И каково же было его удивление, когда он заметил в президиуме Верховцева, который точно с неба упал на уральскую землю. Вячеслав Михайлович сидел позади могутного академика-госплановца. «Как он-то здесь очутился? — недоумевал Марат. — Что, ему-то делать на Урале, «суммарные гидроресурсы которого меньше полпроцента всех ресурсов России»? Ведь такое ничего не значит для гидротехника «крупного калибра».

В обеденный перерыв Верховцев сам отыскал Марата в шумном буфете. Они пожали друг другу руки: Вячеслав Михайлович, кажется, с чувством, Марат — холодно.

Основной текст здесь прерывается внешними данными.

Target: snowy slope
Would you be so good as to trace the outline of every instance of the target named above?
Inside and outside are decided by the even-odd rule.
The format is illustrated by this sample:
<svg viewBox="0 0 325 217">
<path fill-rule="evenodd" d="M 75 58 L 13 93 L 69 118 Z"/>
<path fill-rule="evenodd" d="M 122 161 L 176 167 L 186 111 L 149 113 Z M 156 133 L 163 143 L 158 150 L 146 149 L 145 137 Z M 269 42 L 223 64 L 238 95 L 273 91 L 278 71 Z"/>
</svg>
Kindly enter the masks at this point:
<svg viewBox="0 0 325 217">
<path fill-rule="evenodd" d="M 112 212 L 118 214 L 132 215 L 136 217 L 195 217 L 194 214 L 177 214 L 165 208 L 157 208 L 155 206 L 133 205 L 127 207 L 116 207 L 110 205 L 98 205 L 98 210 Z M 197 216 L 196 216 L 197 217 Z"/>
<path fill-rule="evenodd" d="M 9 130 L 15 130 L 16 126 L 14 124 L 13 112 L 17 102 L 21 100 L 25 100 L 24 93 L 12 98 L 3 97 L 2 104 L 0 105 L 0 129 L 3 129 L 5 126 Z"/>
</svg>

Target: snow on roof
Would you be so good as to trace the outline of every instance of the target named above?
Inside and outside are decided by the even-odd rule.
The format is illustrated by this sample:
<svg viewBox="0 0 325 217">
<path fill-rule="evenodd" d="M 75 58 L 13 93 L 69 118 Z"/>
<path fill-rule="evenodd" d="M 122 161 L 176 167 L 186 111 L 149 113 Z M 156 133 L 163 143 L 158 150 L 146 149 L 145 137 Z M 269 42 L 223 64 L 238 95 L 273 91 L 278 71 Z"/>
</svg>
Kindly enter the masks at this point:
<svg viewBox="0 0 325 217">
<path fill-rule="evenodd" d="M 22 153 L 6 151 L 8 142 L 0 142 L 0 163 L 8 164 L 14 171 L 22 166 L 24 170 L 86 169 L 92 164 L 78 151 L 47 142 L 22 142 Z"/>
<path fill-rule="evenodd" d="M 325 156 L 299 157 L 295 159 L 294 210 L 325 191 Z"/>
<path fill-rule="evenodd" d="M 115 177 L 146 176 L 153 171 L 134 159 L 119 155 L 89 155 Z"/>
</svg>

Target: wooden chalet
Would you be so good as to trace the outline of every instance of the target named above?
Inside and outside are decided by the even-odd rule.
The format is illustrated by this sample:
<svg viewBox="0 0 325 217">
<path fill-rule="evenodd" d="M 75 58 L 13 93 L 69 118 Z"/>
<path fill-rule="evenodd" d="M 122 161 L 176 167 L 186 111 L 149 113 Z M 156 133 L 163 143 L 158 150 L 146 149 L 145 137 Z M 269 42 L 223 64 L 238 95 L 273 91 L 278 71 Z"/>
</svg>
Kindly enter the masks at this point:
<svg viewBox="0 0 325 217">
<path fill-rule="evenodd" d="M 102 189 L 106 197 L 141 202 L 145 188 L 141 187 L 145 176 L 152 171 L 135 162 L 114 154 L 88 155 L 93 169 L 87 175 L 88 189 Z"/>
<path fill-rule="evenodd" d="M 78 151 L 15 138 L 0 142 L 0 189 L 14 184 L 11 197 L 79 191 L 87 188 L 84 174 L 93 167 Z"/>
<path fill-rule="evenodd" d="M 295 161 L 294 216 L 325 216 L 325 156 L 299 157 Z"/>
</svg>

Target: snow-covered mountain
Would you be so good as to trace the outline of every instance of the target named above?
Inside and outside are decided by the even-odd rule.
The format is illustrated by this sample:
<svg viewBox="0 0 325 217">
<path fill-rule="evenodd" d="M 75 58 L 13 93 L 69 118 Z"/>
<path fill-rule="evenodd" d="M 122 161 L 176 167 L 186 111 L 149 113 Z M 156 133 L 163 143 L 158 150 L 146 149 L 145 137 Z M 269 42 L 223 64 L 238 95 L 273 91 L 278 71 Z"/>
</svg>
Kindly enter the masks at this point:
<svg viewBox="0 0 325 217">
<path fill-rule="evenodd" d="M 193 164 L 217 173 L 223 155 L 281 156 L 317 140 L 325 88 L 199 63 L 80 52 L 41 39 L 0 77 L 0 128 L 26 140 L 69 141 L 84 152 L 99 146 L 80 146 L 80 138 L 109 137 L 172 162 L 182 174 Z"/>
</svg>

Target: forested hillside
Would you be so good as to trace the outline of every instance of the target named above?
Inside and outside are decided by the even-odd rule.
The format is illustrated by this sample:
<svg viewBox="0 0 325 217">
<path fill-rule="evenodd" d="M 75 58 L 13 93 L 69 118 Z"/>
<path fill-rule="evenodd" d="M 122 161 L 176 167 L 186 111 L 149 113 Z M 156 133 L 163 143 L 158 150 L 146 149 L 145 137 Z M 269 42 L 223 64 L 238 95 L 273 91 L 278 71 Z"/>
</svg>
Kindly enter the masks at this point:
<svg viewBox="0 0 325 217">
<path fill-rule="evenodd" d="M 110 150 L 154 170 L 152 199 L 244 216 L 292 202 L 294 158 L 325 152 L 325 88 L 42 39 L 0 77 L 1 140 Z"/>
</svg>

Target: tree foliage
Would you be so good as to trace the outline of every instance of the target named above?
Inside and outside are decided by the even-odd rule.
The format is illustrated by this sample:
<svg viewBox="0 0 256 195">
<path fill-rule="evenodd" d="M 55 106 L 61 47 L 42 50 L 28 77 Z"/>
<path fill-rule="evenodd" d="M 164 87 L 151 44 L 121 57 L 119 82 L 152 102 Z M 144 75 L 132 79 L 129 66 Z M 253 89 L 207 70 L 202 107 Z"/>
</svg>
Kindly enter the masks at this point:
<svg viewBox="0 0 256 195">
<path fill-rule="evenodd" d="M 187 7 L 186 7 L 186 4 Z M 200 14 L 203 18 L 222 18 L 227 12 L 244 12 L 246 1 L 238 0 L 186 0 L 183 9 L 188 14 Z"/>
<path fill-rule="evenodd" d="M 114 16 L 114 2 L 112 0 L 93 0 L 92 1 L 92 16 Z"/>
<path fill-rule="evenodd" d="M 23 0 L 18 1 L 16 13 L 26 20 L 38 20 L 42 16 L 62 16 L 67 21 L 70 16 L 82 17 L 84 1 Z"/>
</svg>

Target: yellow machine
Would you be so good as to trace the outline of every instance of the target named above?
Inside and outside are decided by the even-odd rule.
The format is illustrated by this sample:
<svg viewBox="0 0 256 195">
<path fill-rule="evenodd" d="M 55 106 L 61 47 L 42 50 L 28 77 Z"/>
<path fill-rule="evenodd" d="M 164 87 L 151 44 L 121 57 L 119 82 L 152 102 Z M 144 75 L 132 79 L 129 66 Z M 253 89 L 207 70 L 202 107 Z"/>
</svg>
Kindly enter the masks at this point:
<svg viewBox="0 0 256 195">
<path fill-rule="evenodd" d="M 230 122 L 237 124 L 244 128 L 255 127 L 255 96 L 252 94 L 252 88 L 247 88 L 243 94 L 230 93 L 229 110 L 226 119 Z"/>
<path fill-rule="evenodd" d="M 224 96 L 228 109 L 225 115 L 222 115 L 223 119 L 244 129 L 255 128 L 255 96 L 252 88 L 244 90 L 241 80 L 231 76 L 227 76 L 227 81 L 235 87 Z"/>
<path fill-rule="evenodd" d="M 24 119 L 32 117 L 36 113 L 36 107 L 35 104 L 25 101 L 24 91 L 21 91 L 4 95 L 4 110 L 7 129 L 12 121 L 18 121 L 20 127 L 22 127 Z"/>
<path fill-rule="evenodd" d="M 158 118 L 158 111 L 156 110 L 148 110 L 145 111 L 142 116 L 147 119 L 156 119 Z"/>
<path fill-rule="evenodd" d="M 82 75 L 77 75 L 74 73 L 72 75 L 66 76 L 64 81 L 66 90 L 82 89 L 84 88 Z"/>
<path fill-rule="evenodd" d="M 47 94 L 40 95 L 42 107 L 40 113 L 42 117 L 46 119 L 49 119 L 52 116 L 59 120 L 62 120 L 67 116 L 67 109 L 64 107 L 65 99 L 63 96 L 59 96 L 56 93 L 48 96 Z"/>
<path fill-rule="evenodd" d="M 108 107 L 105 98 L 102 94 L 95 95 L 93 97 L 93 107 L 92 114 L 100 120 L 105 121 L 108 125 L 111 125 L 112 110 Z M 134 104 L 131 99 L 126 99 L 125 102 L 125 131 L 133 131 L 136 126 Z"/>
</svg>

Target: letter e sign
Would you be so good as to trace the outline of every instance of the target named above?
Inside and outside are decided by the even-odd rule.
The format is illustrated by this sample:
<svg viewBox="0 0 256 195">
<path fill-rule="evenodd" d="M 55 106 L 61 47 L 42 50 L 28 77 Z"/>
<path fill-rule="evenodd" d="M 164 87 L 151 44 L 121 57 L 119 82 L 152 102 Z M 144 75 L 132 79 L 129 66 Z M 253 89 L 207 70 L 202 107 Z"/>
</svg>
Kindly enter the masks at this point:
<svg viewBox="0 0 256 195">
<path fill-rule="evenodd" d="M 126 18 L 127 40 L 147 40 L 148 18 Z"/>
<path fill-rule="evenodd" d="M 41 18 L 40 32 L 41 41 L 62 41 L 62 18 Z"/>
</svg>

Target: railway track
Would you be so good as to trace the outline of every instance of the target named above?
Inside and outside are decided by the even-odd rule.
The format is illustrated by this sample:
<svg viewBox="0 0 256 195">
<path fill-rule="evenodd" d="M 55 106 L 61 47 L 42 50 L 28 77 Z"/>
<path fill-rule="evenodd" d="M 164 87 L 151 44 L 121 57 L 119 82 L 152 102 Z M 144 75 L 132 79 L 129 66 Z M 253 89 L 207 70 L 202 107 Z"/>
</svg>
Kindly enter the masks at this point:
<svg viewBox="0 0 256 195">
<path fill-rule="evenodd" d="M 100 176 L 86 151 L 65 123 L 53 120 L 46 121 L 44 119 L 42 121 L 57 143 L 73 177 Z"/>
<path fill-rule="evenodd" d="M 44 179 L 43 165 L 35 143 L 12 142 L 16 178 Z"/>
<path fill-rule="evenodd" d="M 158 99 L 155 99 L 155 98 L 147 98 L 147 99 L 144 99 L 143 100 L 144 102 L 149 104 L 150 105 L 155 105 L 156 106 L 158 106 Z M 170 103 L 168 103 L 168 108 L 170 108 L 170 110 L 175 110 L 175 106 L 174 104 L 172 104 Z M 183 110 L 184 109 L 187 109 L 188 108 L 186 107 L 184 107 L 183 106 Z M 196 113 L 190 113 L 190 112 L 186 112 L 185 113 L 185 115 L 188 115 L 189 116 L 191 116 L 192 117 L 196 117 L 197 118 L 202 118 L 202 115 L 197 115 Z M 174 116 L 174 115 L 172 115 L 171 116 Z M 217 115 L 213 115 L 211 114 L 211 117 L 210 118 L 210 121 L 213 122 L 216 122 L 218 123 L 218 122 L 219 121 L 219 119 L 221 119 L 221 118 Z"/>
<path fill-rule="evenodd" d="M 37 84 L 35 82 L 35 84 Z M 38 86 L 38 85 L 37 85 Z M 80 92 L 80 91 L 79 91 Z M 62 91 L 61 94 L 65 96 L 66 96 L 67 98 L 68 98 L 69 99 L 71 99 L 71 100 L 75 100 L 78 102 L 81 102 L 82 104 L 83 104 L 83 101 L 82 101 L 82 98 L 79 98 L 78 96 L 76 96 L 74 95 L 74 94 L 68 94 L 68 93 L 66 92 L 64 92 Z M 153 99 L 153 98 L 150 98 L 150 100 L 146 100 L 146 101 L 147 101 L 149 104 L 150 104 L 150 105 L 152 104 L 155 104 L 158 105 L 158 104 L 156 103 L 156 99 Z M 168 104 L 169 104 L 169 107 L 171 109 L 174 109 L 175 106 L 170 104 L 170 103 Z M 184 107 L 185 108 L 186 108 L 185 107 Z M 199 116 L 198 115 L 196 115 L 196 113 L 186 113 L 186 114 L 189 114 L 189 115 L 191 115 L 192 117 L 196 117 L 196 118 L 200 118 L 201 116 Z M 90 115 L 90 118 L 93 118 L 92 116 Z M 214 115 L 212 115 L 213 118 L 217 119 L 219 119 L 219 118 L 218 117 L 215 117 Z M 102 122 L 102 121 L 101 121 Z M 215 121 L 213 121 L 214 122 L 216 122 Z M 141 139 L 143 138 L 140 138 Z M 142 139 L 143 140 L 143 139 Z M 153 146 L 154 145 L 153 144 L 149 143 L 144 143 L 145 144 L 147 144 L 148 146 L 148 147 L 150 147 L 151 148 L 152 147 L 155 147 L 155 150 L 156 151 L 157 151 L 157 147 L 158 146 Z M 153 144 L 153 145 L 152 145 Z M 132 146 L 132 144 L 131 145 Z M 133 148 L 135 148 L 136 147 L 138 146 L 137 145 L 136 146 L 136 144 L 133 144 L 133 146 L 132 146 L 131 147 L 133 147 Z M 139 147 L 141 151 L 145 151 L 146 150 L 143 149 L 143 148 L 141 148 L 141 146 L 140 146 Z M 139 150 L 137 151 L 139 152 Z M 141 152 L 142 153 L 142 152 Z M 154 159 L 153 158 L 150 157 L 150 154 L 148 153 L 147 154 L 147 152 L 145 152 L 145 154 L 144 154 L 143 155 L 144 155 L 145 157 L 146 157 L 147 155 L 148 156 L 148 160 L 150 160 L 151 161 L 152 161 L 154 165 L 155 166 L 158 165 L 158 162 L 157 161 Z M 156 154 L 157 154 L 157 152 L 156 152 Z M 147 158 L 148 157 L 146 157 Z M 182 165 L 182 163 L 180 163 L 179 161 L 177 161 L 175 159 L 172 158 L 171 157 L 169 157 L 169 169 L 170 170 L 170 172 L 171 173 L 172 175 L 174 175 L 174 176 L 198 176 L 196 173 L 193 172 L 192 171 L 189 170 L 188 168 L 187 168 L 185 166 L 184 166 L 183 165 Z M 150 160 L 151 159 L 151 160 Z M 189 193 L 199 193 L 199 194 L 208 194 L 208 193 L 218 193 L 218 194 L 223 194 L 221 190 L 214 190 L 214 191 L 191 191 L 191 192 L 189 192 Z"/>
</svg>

— Давай-ка присядем, закусим чем бог послал, — предложил Верховцев.

— Для вас, видите, приготовили черную икру, а гидротехников следует кормить одним хеком.

— Узнаю, узнаю недремлющего стража матери-природы! — посмеивался Верховцев, оглядывая Марата.

И он, в свою очередь, оценивающе посматривал на Верховцева: нет, ничуть не изменился за этот год. Все та же благоприобретенная вальяжность, разве сутулиться начал от груза славы.

— Давай отчитывайся, как ты воюешь на Урале, — сказал Вячеслав Михайлович, разминая сигарету в своих тонких, «музыкальных» пальцах.

— Сначала уж вы поведайте, чем привлекла вас эта немудрящая речонка?

— Ну и злопамятный ты, Марат Борисович! Неужели не знаешь, что твой однокашник теперь москвич?.. А я слежу за тобой пристально.

— Чувствую.

— Брось шутить. Думаю, ты осведомлен о том, что я наконец расстался с Аллой?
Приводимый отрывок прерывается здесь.